This does not prove that you were more likely to survive in 3rd class. It just shows there were more people in 3rd class that did survive, but what were the volume of 3rd class passengers compared to 1st class?

In [None]:
# Percent by Volume
grp_class_surv = df.groupby(['PclassDesc', 'SurvivedDesc']).agg({'PassengerId': 'count'})
print(grp_class_surv)

# Calculate Percentage
grp_perc = grp_class_surv.groupby(level=0).apply(lambda x:  x / float(x.sum()) * 100)
# Print table
print(grp_perc)

ax = grp_perc.plot(kind='bar', stacked=True, title='Percent Survived by Pclass', legend=True, fontsize=15, colormap='autumn')

for p in ax.patches:
    ax.annotate(str(np.round(p.get_height(),0))+'%', (p.get_x() * 1.005, p.get_height() * 1.005))

In [None]:
grp_perc.index

# Lets look at Survived only

In [None]:
# Percent by Volume
grp_class_surv = df.groupby(['PclassDesc', 'SurvivedDesc']).agg({'PassengerId': 'count'})
# Calculate Percentage
grp_perc = grp_class_surv.groupby(level=0).apply(lambda x: 100 * x / float(x.sum()))

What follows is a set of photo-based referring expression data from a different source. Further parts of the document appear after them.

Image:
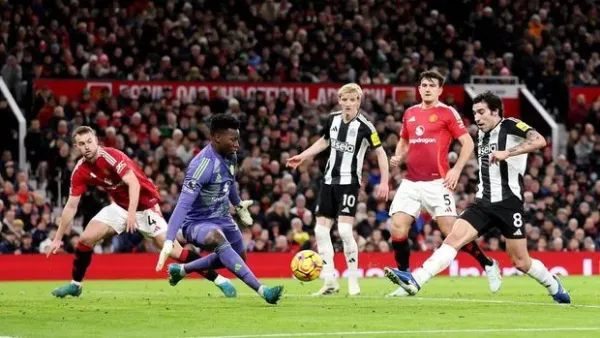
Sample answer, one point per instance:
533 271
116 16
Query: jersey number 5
447 199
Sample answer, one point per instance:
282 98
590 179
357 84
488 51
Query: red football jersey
429 133
107 173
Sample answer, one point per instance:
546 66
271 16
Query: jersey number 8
517 220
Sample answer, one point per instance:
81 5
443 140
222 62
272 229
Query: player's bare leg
93 233
517 250
345 225
490 266
325 247
184 255
462 233
401 223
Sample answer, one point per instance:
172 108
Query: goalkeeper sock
401 252
540 273
474 250
83 258
325 248
190 256
440 260
234 263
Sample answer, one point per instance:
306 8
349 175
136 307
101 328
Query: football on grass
307 265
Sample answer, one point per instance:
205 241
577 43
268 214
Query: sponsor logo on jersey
342 146
120 167
487 150
420 130
422 140
375 139
523 126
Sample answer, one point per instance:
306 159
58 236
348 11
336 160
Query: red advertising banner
591 94
189 91
275 265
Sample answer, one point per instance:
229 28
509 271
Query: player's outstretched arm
467 146
295 161
241 207
533 142
65 219
134 196
384 168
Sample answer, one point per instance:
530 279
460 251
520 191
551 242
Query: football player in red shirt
134 206
428 129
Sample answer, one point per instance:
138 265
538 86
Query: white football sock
540 273
436 263
326 251
350 248
220 280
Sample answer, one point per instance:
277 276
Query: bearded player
427 132
135 206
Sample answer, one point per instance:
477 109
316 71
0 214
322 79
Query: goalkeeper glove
243 213
164 254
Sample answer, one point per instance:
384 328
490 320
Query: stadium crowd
550 47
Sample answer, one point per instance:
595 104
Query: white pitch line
434 299
422 332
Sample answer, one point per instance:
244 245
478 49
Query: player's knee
399 227
214 239
461 234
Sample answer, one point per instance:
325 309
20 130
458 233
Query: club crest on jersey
487 149
420 130
342 146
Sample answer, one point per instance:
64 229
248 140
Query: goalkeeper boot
404 279
561 296
176 273
400 292
227 288
329 288
272 294
70 289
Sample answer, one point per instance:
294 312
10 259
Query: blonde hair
350 88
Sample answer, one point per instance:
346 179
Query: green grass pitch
447 307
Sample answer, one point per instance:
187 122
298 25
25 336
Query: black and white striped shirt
505 180
349 143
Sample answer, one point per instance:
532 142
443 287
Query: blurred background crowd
549 45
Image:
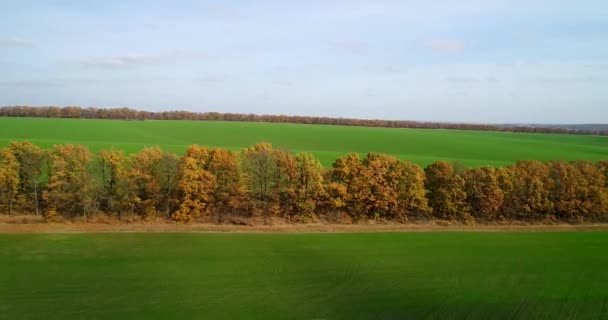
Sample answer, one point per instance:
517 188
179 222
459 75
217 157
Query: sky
482 61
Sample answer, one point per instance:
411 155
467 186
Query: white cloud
16 42
141 59
444 45
351 46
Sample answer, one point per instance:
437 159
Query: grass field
304 276
471 148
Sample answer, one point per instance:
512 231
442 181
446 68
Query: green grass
304 276
471 148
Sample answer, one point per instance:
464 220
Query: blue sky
536 61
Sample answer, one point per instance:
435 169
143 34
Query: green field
304 276
471 148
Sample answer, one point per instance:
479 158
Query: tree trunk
36 198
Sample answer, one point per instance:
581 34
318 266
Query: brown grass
100 223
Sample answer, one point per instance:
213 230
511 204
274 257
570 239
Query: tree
31 160
484 195
259 166
592 194
308 184
380 177
71 188
153 176
348 187
228 193
286 180
528 197
9 181
411 193
116 195
446 195
196 184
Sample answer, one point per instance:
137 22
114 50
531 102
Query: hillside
422 146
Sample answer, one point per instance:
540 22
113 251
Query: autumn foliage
261 181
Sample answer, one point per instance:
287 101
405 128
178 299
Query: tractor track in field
287 228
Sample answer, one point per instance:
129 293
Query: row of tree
130 114
261 181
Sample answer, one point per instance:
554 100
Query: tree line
70 181
130 114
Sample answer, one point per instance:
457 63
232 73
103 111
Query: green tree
9 181
446 194
484 195
71 188
31 160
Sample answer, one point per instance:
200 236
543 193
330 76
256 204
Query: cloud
130 60
462 79
284 83
122 61
16 43
351 46
212 79
570 79
444 45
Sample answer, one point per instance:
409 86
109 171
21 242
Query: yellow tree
286 182
411 193
380 180
228 193
348 187
259 166
153 177
9 181
115 196
31 160
196 184
592 193
309 184
71 188
528 197
484 195
446 192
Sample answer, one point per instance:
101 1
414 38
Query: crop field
422 146
445 275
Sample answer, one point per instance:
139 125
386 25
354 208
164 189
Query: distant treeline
260 181
130 114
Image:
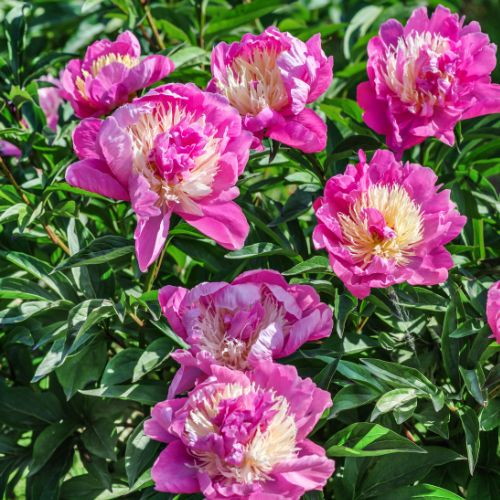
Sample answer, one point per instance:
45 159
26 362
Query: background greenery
84 351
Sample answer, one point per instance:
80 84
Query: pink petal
305 131
174 470
150 236
225 223
95 176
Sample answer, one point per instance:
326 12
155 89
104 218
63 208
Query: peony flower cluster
270 78
109 75
175 150
235 423
258 316
427 76
385 222
242 435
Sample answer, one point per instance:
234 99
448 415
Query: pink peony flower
8 149
110 74
427 76
50 100
383 223
242 435
269 78
493 310
258 316
177 149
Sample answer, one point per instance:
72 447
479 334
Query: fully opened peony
242 435
110 75
175 150
385 222
493 310
426 76
258 316
269 78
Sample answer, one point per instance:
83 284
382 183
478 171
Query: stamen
100 63
255 83
401 214
267 447
404 80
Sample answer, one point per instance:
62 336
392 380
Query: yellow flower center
255 83
401 214
198 182
404 81
100 63
268 447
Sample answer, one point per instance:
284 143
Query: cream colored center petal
100 63
255 83
401 214
267 448
193 186
228 350
404 81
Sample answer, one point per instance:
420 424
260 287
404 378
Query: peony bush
231 272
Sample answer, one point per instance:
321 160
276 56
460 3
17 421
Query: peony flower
427 76
258 316
493 310
269 78
50 100
110 74
242 435
8 149
383 223
175 150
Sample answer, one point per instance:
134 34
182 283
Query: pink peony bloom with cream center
270 78
242 435
175 150
110 74
385 222
493 310
427 76
258 316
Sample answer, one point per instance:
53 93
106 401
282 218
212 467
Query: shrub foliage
84 349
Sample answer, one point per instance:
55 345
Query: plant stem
50 232
152 25
156 269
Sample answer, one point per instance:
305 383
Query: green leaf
102 250
17 288
148 394
82 368
317 264
474 382
241 14
140 453
48 442
387 473
490 416
401 376
100 438
154 355
84 316
58 282
345 304
368 440
259 250
470 423
352 396
419 491
120 367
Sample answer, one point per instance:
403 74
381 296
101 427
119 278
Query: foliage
84 349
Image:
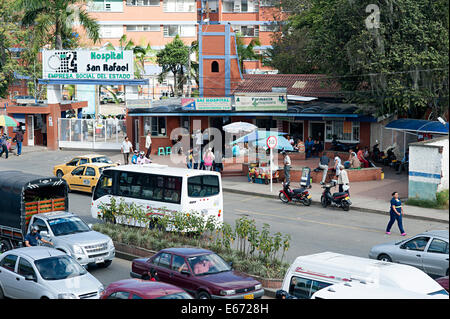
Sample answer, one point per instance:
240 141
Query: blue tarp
419 126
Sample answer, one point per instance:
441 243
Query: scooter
295 195
341 200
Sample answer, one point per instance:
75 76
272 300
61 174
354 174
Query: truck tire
5 245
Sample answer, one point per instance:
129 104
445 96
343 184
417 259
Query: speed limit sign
272 142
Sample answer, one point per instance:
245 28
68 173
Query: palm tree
53 20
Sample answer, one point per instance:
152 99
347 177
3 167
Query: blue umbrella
282 143
257 135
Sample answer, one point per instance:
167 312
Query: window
344 130
119 295
181 30
41 224
9 262
73 162
164 260
438 246
78 171
144 28
179 6
90 171
304 288
235 6
143 2
215 66
203 186
104 186
157 125
26 269
247 30
418 244
178 263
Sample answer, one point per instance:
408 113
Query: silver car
45 273
427 251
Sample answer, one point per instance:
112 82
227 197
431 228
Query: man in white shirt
148 144
287 167
126 148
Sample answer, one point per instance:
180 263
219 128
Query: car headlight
67 296
78 250
227 292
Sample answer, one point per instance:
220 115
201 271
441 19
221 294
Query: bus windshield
203 186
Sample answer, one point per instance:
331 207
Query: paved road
313 229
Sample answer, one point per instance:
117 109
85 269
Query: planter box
142 252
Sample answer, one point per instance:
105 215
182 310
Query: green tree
391 54
53 20
173 58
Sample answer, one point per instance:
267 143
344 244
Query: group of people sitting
310 146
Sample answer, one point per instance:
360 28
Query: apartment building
158 21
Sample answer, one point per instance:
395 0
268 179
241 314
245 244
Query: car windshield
178 295
102 159
59 268
208 264
68 225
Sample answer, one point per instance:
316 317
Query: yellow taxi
84 177
63 169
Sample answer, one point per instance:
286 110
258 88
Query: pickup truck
29 200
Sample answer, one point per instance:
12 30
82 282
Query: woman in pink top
208 159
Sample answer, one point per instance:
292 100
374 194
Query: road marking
308 221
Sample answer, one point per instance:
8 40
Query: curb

ax = grp_perc.plot(kind='bar', stacked=True, title='Percent Survived by Pclass', legend=True, fontsize=15, colormap='autumn')

for p in ax.patches:
    ax.annotate(str(np.round(p.get_height(),0))+'%', (p.get_x() * 1.005, p.get_height() * 1.005))

In [None]:
a = grp_perc.reset_index()[grp_perc.reset_index().SurvivedDesc == 'Survived'].set_index(['PclassDesc', 'SurvivedDesc'])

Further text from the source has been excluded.